遺産の説明(社会的背景・歴史的・文化的価値など)
 金辺(きべ)鉄道は、現在の北九州市と大分県日田市を結ぶ日田彦山線(城野~夜明)の北部分を私鉄として建設された鉄道軌道です。金辺鉄道開通のための最大の難工事が、1897年(明治30年)に着工された、この金辺トンネルでした。
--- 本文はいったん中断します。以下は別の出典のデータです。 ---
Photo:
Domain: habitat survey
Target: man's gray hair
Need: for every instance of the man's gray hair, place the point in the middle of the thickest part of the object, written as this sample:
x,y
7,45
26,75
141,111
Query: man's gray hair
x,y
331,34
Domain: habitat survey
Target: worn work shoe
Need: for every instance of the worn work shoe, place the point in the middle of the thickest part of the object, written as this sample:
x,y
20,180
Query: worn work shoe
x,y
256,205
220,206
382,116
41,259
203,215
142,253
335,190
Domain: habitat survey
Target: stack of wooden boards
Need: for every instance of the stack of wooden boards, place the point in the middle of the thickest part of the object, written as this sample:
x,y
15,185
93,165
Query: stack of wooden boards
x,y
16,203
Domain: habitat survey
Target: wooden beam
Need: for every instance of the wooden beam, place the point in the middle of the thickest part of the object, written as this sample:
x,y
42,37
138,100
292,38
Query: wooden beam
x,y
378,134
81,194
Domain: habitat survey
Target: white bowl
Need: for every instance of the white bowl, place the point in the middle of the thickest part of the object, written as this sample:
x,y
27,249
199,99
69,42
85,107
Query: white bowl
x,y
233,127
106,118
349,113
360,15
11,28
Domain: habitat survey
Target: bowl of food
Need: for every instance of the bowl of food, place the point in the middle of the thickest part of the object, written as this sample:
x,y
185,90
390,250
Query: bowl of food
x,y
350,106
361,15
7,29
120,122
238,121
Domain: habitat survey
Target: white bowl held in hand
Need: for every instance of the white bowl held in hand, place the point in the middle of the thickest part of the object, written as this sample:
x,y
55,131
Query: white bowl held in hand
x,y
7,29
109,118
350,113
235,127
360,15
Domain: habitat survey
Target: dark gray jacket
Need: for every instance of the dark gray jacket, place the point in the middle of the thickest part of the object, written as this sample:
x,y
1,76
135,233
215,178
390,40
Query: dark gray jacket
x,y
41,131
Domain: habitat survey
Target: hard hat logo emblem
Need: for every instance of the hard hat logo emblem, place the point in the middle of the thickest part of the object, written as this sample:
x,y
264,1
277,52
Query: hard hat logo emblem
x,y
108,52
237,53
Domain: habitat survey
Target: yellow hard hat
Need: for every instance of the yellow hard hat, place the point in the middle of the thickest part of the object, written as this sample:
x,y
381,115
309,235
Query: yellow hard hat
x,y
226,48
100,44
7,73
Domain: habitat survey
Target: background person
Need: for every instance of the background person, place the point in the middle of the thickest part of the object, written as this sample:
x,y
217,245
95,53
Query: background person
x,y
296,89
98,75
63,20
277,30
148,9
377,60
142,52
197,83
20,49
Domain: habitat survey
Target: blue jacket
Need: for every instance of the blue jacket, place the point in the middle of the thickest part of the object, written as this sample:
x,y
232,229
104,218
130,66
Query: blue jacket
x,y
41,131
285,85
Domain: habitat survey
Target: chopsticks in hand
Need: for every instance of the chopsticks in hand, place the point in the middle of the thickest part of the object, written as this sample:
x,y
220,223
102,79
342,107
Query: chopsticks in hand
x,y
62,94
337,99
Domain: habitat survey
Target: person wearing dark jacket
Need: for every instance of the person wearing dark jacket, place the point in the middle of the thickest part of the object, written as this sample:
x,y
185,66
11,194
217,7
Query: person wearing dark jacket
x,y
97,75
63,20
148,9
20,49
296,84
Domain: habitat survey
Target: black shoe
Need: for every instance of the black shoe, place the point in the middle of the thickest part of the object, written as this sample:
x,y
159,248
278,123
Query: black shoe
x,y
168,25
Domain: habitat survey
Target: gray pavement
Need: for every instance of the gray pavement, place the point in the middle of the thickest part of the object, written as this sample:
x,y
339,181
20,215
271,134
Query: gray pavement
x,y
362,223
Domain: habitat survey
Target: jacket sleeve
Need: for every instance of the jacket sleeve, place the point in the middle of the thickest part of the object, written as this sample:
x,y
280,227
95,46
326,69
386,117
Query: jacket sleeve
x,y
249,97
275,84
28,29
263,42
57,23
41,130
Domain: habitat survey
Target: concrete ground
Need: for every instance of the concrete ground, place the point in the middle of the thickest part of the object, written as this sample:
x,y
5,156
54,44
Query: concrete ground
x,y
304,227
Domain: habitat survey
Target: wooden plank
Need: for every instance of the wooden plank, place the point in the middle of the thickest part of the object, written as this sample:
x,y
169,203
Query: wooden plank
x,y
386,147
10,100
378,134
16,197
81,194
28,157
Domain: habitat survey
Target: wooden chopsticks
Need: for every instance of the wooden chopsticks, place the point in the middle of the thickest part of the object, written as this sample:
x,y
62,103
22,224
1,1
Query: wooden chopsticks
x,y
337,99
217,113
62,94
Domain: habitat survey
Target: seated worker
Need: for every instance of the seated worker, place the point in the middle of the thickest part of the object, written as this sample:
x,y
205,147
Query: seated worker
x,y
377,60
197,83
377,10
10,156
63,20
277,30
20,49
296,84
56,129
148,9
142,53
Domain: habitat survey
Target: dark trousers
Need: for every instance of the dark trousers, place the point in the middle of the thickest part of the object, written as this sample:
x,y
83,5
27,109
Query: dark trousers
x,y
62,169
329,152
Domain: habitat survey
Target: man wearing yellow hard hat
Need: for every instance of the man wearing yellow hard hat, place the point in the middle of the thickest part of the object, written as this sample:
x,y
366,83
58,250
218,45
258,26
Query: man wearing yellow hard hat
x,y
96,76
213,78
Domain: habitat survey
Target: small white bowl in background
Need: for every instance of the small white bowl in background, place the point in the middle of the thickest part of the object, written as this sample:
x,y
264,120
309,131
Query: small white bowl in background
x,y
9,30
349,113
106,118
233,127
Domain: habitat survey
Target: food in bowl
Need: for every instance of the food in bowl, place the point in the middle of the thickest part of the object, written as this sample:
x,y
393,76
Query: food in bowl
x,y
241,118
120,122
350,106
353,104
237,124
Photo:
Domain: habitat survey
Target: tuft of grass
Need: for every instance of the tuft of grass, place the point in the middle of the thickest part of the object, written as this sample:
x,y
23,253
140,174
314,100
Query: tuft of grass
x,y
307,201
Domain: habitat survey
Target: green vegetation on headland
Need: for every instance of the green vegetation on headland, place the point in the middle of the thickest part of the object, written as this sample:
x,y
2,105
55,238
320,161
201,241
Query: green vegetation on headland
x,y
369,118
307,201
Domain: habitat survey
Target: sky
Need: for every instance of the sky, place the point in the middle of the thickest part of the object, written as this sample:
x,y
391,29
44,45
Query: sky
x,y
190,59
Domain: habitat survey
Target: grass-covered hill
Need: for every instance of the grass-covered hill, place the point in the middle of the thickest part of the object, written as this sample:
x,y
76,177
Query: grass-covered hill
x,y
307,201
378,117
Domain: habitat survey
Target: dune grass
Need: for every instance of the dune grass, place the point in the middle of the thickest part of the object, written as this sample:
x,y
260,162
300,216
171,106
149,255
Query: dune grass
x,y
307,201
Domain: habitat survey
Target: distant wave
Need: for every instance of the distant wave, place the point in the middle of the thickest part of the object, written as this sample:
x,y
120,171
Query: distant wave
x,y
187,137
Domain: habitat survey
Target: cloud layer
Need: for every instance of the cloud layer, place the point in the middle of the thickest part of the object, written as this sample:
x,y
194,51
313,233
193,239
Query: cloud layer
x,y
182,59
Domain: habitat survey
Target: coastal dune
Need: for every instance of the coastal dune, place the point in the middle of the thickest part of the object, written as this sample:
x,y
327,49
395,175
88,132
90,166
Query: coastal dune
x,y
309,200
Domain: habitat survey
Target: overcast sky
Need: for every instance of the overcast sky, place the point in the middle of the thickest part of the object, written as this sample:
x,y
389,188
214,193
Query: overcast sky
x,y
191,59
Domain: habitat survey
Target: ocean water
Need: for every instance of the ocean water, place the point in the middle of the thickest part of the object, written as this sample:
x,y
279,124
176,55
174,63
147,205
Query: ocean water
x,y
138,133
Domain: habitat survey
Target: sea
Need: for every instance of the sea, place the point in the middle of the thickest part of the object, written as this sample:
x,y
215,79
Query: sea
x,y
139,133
 当時、香春町までは複線として計画されていましたので、当然、トンネルや鉄橋の橋脚はあらかじめ複線サイズで建設され、金辺トンネルも複線サイズとして掘削が開始されました。全長1444メートルの金辺トンネルは、着工時における複線のトンネルとしては、わが国最長を誇ったものでした。しかし、予想以上の難工事の連続と資金難が重なり、金辺鉄道は1900年(明治33年)に経営破たんしてしまい、トンネル工事も中断してしまいます。
 その後を引き継いだのが小倉鉄道で、放置されていたトンネルの工事を1912年(大正元年)に再開しました。しかし、1913年(大正2年)には、トンネル内の落盤事故で死者1名、行方不明5名の惨事を招くこととなりましたが、1915年(大正4年)に単線で開業となりました。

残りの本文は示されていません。